By John A. Huffman Jr.
Senior Pastor of St. Andrews Presbyterian Church in Newport Beach, CA.
The one who models this the best is Jesus. Just stop and think of how secure He was. Granted, He was the perfect God-Man, but part of the miracle of the incarnation was that He experienced everything you and I experience without letting it destroy Him. He was despised and rejected, laughed at, scorned, betrayed, beaten, spit upon, and crucified. In a way, He took Himself very seriously. In another way, He did not take himself so seriously as to fall into Satan’s trap.

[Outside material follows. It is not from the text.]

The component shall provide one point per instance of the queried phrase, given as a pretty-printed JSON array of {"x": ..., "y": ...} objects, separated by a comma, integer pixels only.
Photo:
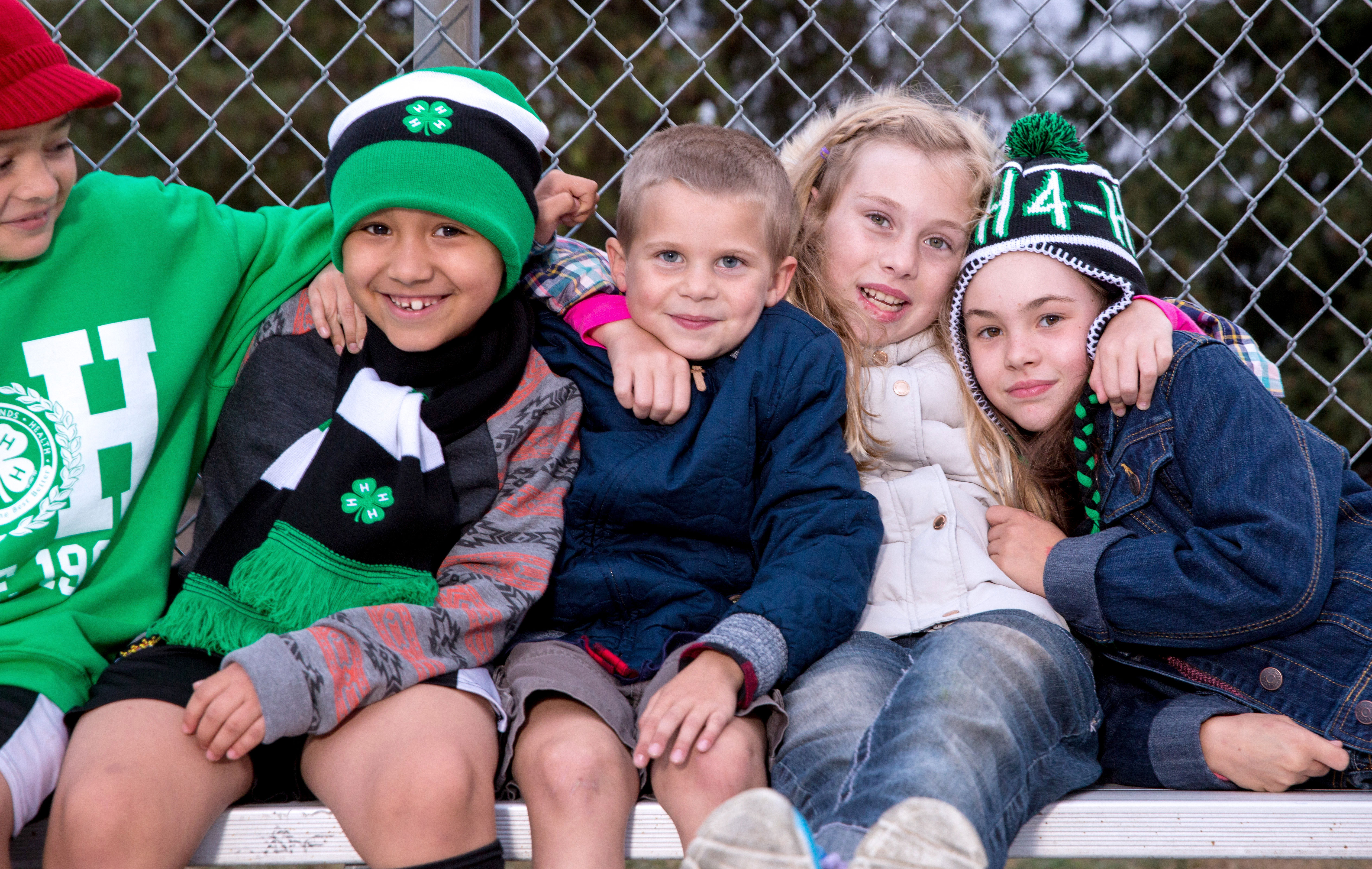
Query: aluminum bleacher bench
[{"x": 1098, "y": 823}]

He responded to the temptation to take Himself too seriously in human terms by quoting Scripture and defeating Satan’s power over Him.
I remember receiving Jesus Christ as my Savior as a 5-year-old. That was a very important time for me. Don’t ever minimize decisions our children can make for Jesus Christ at an early age.

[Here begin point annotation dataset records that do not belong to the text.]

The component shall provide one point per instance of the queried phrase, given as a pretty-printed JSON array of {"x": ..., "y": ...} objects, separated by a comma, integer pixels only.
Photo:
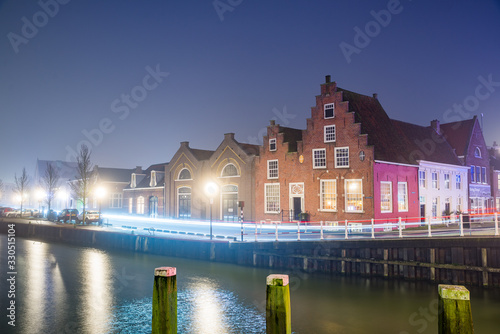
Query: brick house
[
  {"x": 145, "y": 194},
  {"x": 328, "y": 169},
  {"x": 466, "y": 137}
]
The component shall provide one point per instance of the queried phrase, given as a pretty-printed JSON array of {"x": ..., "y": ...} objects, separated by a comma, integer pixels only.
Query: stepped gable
[
  {"x": 390, "y": 144},
  {"x": 427, "y": 144},
  {"x": 458, "y": 134}
]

At age 14, I came to the point where I was willing to surrender my life to the Lordship of Jesus Christ, realizing that not only was I privileged to have Jesus Christ as my Savior, but also as the Person in charge of my daily life.
It wasn’t until my senior year in college, as a 22-year-old, that I discovered that which went beyond the individualistic in the Christian faith. Dr. Richard C. Halverson came to my college for a spiritual emphasis week. He challenged us as young people to get into a covenant group and never to be without peer group accountability in any point in our life.
Covenant groups have been very important to me in the churches I’ve been privileged to serve. I was in a covenant group at Princeton Seminary. I’ve been in one in each of the churches I’ve served—Tulsa, Oklahoma; Key Biscayne, Florida, Pittsburgh, Pennsylvania; and here. I’ve found in a covenant group relationship of peers that I’m forced to be honest, not allowed to take myself too seriously. In fact, I’ve gotten to the point that I can even begin to laugh at myself and my idiosyncrasies. Everybody knows I have them. Some of them I’ve worked to change. Some of them I’m afraid I’m just sort of stuck with. Frankly, it’s quite liberating not to take myself too seriously.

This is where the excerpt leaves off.